Interfaces
Hadoop is written in Java, so most Hadoop filesystem interactions are mediated through the Java API. The filesystem shell, for example, is a Java application that uses the Java FileSystem class to provide filesystem operations. The other filesystem interfaces are discussed briefly in this section. These interfaces are most commonly used with HDFS, since the other filesystems in Hadoop typically have existing tools to access the underlying filesystem (FTP clients for FTP, S3 tools for S3, etc.), but many of them will work with any Hadoop filesystem.
HTTP
By exposing its filesystem interface as a Java API, Hadoop makes it awkward for non- Java applications to access HDFS. The HTTP REST API exposed by the WebHDFS protocol makes it easier for other languages to interact with HDFS. Note that the HTTP interface is slower than the native Java client, so should be avoided for very large data transfers if possible.

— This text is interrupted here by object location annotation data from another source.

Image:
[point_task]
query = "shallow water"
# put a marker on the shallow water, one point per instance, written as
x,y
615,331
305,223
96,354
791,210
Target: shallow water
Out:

There are two ways of accessing HDFS over HTTP: directly, where the HDFS daemons serve HTTP requests to clients; and via a proxy (or proxies), which accesses HDFS on the client’s behalf using the usual DistributedFileSystem API. The two ways are illustrated in Figure 3-1. Both use the WebHDFS protocol.
In the first case, the embedded web servers in the namenode and datanodes act as WebHDFS endpoints. (WebHDFS is enabled by default, since dfs.webhdfs.enabled is set to true.) File metadata operations are handled by the namenode, while file read (and write) operations are sent first to the namenode, which sends an HTTP redirect to the client indicating the datanode to stream file data from (or to).
The second way of accessing HDFS over HTTP relies on one or more standalone proxy servers. (The proxies are stateless, so they can run behind a standard load balancer.) All traffic to the cluster passes through the proxy, so the client never accesses the namenode or datanode directly. This allows for stricter firewall and bandwidth-limiting policies to be put in place. It’s common to use a proxy for transfers between Hadoop clusters located in different data centers, or when accessing a Hadoop cluster running in the cloud from an external network.
The HttpFS proxy exposes the same HTTP (and HTTPS) interface as WebHDFS, so clients can access both using webhdfs (or swebhdfs) URIs. The HttpFS proxy is started independently of the namenode and datanode daemons, using the httpfs.sh script, and by default listens on a different port number (14000).
C
Hadoop provides a C library called libhdfs that mirrors the Java FileSystem interface (it was written as a C library for accessing HDFS, but despite its name it can be used to access any Hadoop filesystem). It works using the Java Native Interface (JNI) to call a Java filesystem client. There is also a libwebhdfs library that uses the WebHDFS interface described in the previous section.
The C API is very similar to the Java one, but it typically lags the Java one, so some newer features may not be supported. You can find the header file, hdfs.h, in the include directory of the Apache Hadoop binary tarball distribution.
The Apache Hadoop binary tarball comes with prebuilt libhdfs binaries for 64-bit Linux, but for other platforms you will need to build them yourself by following the BUILDING.txt instructions at the top level of the source tree.
NFS
It is possible to mount HDFS on a local client’s filesystem using Hadoop’s NFSv3 gateway. You can then use Unix utilities (such as ls and cat) to interact with the filesystem, upload files, and in general use POSIX libraries to access the filesystem from any programming language. Appending to a file works, but random modifications of a file do not, since HDFS can only write to the end of a file.
Consult the Hadoop documentation for how to configure and run the NFS gateway and connect to it from a client.
FUSE
Filesystem in Userspace (FUSE) allows filesystems that are implemented in user space to be integrated as Unix filesystems. Hadoop’s Fuse-DFS contrib module allows HDFS (or any Hadoop filesystem) to be mounted as a standard local filesystem. Fuse-DFS is implemented in C using libhdfs as the interface to HDFS. At the time of writing, the Hadoop NFS gateway is the more robust solution to mounting HDFS, so should be preferred over Fuse-DFS.